There were no wound care orders for the surgical incision. There was no documentation of wound care or dressing changes.

A Temporary Nursing Care Plan for skin integrity dated 10/15/19 contained no targeted interventions for dressing changes or wound care.

There was no Nursing Careplan for Patient #1's left hip fracture that contained comprehensive problems, goals and interventions to allow Nursing to coordinate post operative rehabilitation, and allow Nurses to see a timeline of all of Patient #1's hip surgeries, problems and care.

On 11/7/19 at 1145 the Unit Manager Staff R was interviewed about Patient #1's Nursing Care Plans and stated that she was unable to find any additional information or documentation of wound care. Staff R stated that there was no long term care plan for surgical healing or alteration in skin integrity because her healing was expected to be temperorary.

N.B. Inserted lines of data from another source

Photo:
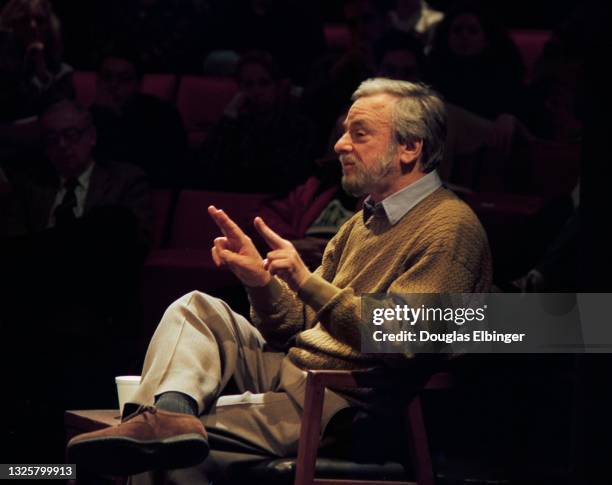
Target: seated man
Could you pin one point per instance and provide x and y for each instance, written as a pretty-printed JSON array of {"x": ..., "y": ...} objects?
[{"x": 413, "y": 236}]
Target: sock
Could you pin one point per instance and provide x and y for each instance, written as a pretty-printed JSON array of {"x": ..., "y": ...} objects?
[{"x": 177, "y": 402}]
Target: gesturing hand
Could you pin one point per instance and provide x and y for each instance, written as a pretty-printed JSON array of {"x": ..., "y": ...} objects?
[
  {"x": 283, "y": 260},
  {"x": 236, "y": 251}
]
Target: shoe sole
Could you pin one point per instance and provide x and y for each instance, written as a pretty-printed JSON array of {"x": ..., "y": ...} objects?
[{"x": 127, "y": 456}]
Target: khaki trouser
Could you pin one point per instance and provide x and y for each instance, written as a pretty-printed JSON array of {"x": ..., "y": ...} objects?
[{"x": 199, "y": 345}]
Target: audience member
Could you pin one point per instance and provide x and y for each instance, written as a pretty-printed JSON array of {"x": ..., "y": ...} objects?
[
  {"x": 417, "y": 18},
  {"x": 475, "y": 65},
  {"x": 413, "y": 236},
  {"x": 335, "y": 76},
  {"x": 135, "y": 127},
  {"x": 31, "y": 67},
  {"x": 92, "y": 222},
  {"x": 71, "y": 252},
  {"x": 31, "y": 74},
  {"x": 262, "y": 143},
  {"x": 477, "y": 150}
]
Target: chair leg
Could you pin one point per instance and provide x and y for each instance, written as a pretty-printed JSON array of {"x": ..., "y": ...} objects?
[
  {"x": 419, "y": 444},
  {"x": 309, "y": 433}
]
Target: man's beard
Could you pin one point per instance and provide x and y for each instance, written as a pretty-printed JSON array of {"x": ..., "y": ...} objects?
[{"x": 362, "y": 180}]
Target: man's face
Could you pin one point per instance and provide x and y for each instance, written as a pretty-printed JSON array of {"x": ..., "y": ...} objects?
[
  {"x": 368, "y": 152},
  {"x": 68, "y": 137},
  {"x": 118, "y": 79}
]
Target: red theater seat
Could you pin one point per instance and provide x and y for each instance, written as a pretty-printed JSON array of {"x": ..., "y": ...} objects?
[
  {"x": 186, "y": 263},
  {"x": 161, "y": 85},
  {"x": 201, "y": 101}
]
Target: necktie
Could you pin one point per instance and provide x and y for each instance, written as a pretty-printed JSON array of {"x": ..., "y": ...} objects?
[{"x": 64, "y": 213}]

On 11/7/19 at 1220 the Director of Nursing was interviewed and stated that Nursing is responsible for ensuring that there are treatment orders and should contact the physician if there are no orders. The Director of Nursing stated, "There is clearly a need for orders."

On 11/12/19 at 0900 review of the facility policy entitled, "Dressings, Dry" , revised 4/2012 included the following instructions to nurses, "Verify treatment orders".